5.0 étoiles sur 5
Une aventure captivante digne de la série !, 18 mars 2012
Ce commentaire fait référence à cette édition : Les Assassins n'oublient jamais (Poche)
Tombé véritablement par hasard sur ce livre, mais fan en mon temps de la série ROSWELL et sachant que les livres dérivés des séries télévisées peuvent être d'une très bonne qualité (notamment après avoir lu plusieurs bouquins tirés de la série « Buffy »), je me suis lancé dans la lecture de ce tome 11 intitulé « Les assassins n'oublient jamais » sans le regretter un seul instant au fur et à mesure que les pages défilaient.
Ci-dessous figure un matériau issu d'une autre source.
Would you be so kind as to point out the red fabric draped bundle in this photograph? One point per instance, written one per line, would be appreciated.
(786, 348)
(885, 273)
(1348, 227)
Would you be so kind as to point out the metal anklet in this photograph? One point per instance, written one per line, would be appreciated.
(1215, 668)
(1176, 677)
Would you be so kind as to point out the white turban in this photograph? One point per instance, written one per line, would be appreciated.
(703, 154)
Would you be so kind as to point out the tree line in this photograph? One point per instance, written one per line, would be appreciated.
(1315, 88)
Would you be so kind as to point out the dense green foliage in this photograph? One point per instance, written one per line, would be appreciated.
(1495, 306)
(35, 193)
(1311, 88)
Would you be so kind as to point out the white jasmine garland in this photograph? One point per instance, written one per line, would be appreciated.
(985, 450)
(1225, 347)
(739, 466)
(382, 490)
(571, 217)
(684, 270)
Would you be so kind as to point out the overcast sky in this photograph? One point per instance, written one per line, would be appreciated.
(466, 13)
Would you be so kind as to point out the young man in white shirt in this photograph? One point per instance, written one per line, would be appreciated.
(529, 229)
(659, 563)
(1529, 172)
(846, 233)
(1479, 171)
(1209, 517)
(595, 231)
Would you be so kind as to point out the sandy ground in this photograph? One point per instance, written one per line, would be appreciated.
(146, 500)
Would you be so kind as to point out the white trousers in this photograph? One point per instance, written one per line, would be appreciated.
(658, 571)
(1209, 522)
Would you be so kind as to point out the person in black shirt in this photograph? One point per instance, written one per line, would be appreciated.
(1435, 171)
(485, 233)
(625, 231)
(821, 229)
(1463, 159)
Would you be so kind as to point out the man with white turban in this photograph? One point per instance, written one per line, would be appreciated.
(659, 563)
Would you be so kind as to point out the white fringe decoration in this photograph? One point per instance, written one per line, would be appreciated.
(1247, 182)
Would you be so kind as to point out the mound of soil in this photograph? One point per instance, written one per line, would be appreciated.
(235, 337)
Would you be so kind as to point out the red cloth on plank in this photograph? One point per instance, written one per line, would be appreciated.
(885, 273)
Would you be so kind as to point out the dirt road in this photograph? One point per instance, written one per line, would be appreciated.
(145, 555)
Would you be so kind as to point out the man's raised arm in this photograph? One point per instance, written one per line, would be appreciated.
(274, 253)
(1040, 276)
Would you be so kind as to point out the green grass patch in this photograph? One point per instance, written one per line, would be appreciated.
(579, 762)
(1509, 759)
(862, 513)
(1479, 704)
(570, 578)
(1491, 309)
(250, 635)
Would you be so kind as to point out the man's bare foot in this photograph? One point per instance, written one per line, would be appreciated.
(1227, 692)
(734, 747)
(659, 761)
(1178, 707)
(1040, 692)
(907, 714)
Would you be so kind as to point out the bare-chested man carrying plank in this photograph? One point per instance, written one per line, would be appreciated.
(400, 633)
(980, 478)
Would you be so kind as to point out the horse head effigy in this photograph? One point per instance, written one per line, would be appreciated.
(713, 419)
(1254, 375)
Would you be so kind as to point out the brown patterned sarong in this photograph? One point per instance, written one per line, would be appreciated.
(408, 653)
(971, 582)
Ce tome est particulièrement accrocheur parce qu'il est grandement centré sur un événement essentiel, à savoir la fusillade au « CrashDown Café » qui a vu Liz échapper à la mort grâce à l'intervention de Max, soit le postulat de départ de la série (rien que ça !).
C'est ainsi que nous retrouvons Liz, Max, Michael, Isabel, Alex et Maria qui décident de partir ensemble pour un week-end visiter les grottes de Carlsbad. Mais cette visite s'avérera périlleuse car Liz y croisera « son assassin » ! Il faudra pour nos amis comprendre les raisons de la présence de Morton, lequel trempe dans une sombre affaire touchant aux découvertes extraterrestres. Une course-poursuite va en découler pour nous passionner toujours un peu plus.
Et pour les connaisseurs de la série, l'intérêt sera d'autant plus fort que la narration est parsemée de nombreuses références à l'oeuvre télévisuelle, à savoir, sans que cette liste ne soit exhaustive, la terminologie de « tchécoslovaques » pour parler discrètement des extraterrestres, l'allusion à l'escapade de Max et Liz à l'université de Las Cruces et le renvoi à certains personnages tels que Tess, Nasedo, la conseillère d'orientation Topolski, l'Agent Pierce ou encore les Skins et l'ancien Capitaine Carver, lequel était en exercice lors du crash de 1947 ...
L'univers de la série est très bien retranscrit (avec les pensées de Liz en « off » comme lorsqu'elle écrit son journal intime) et de nombreuses références populaires américaines complètent à merveille la lecture telles qu'à la chanteuse Dido (clin d'oeil au générique !) et aux séries Buffy contre les vampires et Dawson (et le titre « I don't wanna wait » de Paula Cole).
En conclusion, une très bonne lecture qui rendra un brin nostalgique les amateurs de la « Trilogie du samedi soir » et qui, plus globalement, satisfera les amateurs de récits fantastiques frais et bien ficelés.